One of the simplest ways to motivate the formula is by assuming the next item will behave similarly to the previous item. The overall idea of the estimator is that currently we are seeing never-seen items at a certain frequency, seen-once items at a certain frequency, seen-twice items at a certain frequency, and so on. Our goal is to estimate just how likely each of these categories is, for the next item we will see. Put another way, we want to know the current rate at which seen-twice items are becoming seen-thrice items, and so on. Since we don't assume anything about the underlying probability distribution, it does sound a bit mysterious at first. But it is extremely easy to calculate these probabilities empirically for the previous item we saw, even assuming we don't remember exactly which item that was: Take all the items we have seen so far (including multiplicities) — the last item we saw was a random one of these, all equally likely.
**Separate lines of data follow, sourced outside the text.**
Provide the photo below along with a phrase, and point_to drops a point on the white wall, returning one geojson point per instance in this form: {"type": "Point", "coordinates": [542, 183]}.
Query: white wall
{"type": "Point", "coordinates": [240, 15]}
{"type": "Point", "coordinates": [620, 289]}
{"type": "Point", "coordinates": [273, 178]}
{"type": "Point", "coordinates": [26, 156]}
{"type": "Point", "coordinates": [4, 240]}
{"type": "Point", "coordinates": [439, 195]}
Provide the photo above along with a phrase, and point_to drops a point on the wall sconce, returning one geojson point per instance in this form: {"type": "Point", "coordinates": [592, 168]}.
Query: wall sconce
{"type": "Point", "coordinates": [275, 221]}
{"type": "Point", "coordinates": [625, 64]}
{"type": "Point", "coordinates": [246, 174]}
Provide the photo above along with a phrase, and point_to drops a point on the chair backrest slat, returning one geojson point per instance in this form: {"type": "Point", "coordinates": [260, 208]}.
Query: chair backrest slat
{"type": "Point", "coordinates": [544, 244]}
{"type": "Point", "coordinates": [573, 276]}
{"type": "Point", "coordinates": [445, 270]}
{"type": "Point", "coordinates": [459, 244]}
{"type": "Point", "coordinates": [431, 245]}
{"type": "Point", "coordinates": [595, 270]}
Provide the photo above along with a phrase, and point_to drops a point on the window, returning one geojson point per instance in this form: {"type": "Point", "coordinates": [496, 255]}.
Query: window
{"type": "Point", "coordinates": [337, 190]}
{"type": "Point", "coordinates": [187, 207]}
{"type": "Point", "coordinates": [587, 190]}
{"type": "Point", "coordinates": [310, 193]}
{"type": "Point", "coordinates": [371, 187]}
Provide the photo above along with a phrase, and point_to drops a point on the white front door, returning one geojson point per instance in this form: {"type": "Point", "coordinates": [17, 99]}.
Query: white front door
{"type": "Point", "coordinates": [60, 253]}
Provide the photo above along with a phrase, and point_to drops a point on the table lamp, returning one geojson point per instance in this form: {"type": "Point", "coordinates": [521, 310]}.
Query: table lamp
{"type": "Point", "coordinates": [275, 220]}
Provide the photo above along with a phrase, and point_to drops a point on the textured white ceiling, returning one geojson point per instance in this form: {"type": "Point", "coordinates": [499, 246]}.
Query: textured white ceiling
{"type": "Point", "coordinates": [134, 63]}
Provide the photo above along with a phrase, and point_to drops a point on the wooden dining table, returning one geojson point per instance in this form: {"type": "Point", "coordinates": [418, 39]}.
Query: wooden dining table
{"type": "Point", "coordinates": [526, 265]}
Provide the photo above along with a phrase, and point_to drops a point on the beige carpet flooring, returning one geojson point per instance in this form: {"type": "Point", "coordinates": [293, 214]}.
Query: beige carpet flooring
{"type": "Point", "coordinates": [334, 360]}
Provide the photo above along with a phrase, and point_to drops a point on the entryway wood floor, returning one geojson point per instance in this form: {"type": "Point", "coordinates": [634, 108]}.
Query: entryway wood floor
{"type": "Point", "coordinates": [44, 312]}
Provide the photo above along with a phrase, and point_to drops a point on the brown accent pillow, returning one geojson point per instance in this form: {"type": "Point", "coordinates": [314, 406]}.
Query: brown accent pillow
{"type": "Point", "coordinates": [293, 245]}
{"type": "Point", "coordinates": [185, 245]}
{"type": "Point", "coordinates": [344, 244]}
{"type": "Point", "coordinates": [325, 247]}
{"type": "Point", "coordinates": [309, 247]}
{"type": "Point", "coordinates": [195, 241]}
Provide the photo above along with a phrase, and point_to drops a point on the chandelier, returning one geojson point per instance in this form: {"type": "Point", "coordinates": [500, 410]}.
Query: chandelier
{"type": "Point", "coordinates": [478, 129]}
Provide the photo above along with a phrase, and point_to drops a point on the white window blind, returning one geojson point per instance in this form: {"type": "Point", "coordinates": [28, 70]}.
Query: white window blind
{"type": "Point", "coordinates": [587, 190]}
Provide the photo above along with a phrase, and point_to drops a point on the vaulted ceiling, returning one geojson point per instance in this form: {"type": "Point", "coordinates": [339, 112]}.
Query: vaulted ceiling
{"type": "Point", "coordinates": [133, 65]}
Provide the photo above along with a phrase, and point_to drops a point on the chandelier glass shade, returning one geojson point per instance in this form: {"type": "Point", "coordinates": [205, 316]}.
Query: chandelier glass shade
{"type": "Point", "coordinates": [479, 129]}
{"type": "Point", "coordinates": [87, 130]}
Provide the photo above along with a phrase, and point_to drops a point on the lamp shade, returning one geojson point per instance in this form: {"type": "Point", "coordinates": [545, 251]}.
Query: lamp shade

Specifically, the chance that we saw an item for the $(r+1)$th time is simply the chance that it was one of the items that we have now seen $r + 1$ times, namely $\frac{(r+1) N_{r+1}}{N}$. In other words, our chance of seeing an item that had been seen r times before was $\frac{(r+1) N_{r+1}}{N}$. So now we simply assume that this chance will be about the same for the next item we see. This immediately gives us the formula above for $p_0$, by setting $r=0$. And for $r>0$, to get the probability that a particular one of the $N_{r}$ items is going to be the next one seen, we need to divide this probability (of seeing some item that has been seen r times) among the $N_{r}$ possibilities for which particular item that could be. This gives us the formula $\;p_{r} = \frac{(r+1) N_{r+1}}{N N_r}$. Of course, your actual data will probably be a bit noisy, so you will want to smooth the values first to get a better estimate of how quickly the category counts are growing, and this gives the formula as shown above. This approach is in the same spirit as deriving the standard Bernoulli estimator by simply asking what the two probabilities were for the previous coin flip (after scrambling the trials seen so far), given only the current result counts, while assuming nothing about the underlying distribution.